The truth is that the Commissioner of Police as at the
time of my capping, Mr. Innocent Ilozuoke, and the
Deputy Governor, Mr. Effiok Cobham concocted a murder
story with which to put away all the guards at the
shrine and every young person associated with me. They
claimed that the Vice Chairman of their Isakaba gang had
been killed. My information is that up till today there
is no proof of any such death or what might have killed
him.
Government uses Isakaba in sundry battles. Three ancient
towns, Ebijakara, Obom Itiat and Ikot Ana have been
razed to the ground. If he is actually dead, the fellow
could have fallen in any of those battles, or in their
ceaseless bunkering of petroleum products (under police
protection) at the NNPC depot in Calabar or their
dangerous sea trade in the product. The so called dead
man's daughter was made to write a statement to the
effect that she woke up in the night to see ten people
killing her father. In a part of town where there is
never light she saw and counted ten people, could
identify them (has since given a list to the police) and
had the presence of mind to re-enter the house, dress up
and go to the police station to report the murder. And
the assailants let her!
She claimed to have seen ten persons; meanwhile there
are at least sixteen persons in prison custody, almost
all with machete cuts inflicted on them by Isakaba, with
the police in attendance. Some were abducted and have
simply disappeared. Meanwhile, I am informed that Mr.

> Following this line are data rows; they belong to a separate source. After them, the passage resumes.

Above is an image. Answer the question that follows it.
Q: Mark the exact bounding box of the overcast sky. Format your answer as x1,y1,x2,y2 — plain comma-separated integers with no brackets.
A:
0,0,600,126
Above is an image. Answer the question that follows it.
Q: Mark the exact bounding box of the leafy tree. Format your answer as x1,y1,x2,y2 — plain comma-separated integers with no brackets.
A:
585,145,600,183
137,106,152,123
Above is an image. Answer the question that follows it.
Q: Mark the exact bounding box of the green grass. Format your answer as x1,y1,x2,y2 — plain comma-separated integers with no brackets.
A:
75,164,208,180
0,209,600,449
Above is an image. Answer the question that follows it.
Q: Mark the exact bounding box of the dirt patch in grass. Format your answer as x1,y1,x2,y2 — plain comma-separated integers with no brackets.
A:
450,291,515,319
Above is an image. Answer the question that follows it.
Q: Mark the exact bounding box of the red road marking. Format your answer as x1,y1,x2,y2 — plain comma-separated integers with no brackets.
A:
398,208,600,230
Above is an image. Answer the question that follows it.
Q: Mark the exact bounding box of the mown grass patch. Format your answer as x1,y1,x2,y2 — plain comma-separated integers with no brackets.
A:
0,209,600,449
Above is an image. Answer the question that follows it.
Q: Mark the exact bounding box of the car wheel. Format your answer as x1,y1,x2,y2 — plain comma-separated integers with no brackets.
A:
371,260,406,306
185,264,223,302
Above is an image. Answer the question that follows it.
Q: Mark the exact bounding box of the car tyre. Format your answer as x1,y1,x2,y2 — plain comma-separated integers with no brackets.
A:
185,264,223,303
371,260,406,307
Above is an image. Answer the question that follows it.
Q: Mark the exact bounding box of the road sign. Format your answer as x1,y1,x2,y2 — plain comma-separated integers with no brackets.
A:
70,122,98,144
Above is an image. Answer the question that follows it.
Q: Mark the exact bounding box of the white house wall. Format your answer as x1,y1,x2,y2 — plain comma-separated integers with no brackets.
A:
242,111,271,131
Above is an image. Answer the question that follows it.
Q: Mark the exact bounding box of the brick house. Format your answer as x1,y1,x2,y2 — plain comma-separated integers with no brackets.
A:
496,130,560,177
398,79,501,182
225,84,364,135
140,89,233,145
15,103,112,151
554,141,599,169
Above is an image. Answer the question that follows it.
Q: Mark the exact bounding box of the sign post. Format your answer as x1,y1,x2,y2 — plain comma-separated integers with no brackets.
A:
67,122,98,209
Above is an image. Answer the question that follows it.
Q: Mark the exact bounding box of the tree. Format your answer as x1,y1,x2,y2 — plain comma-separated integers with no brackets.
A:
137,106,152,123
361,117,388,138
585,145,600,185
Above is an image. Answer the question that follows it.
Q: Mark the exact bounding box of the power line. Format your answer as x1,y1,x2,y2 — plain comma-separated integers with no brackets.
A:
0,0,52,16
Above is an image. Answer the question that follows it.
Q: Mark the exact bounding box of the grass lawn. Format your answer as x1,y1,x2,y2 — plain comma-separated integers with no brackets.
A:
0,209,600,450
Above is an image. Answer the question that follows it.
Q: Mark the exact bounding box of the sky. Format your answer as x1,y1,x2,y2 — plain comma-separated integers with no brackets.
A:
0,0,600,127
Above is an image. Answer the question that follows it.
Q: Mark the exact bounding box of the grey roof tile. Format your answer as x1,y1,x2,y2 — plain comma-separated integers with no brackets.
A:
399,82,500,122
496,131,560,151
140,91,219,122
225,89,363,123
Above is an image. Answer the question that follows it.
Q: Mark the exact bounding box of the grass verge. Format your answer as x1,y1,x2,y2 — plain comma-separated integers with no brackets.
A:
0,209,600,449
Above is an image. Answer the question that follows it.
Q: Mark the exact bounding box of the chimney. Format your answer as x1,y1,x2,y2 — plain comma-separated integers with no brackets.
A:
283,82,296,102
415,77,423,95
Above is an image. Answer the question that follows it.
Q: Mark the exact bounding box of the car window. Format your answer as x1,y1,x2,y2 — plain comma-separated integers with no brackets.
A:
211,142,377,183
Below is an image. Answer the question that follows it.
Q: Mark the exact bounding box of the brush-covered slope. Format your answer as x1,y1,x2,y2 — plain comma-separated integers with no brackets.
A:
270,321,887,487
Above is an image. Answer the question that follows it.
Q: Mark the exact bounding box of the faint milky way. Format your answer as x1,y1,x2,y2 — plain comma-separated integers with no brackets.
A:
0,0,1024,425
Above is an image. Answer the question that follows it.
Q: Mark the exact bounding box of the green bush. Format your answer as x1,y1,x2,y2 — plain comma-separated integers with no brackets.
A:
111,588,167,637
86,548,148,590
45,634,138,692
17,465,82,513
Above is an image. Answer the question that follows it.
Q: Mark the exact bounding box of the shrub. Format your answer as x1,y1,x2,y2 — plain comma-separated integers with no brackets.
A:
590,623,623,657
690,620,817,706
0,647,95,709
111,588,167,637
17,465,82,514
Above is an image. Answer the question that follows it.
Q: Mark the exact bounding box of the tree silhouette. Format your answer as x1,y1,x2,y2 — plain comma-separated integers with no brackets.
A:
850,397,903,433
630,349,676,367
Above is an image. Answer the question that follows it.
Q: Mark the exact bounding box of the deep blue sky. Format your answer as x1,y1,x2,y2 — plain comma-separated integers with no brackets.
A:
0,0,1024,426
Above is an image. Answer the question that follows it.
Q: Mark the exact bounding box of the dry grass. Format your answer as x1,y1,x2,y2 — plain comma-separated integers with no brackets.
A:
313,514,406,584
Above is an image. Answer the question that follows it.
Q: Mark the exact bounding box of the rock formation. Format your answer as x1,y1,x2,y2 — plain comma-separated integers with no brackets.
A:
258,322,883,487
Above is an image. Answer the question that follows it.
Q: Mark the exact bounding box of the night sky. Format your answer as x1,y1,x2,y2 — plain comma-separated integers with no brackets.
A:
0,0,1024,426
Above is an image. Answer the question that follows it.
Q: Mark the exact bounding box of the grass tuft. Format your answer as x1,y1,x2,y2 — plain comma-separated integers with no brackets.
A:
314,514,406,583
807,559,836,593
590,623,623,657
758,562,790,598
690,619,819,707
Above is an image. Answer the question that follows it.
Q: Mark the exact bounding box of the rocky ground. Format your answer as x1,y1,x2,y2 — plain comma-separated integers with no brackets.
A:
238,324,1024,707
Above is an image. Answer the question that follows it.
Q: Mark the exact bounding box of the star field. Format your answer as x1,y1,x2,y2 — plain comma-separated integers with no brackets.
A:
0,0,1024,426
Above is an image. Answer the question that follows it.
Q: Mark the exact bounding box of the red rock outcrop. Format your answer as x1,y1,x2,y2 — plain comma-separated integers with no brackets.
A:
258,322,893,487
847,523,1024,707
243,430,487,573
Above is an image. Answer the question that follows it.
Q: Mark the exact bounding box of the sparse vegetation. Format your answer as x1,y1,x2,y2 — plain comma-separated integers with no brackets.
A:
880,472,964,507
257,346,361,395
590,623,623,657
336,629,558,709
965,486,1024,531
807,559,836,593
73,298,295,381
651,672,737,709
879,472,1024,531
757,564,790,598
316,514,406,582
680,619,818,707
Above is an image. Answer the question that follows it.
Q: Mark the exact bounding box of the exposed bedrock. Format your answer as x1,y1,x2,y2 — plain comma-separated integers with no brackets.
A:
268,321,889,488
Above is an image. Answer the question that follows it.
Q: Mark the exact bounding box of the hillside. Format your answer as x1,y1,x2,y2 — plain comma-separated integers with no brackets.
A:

Ezeozue has reworked the evidence to rope me in; that I
sent the boys to go and kill the man. It does of course
not matter that I never knew the person let alone have a
quarrel with him. In 2000, Gov Donald Duke did the same
thing to me and got away with it, arrested and tried me
for the murder of a person I had never heard of. His
successor is encouraged to employ the same method of
work since his assassin -in- chief, Mr. Ezeozue, the
Police Commissioner has not killed me thus far.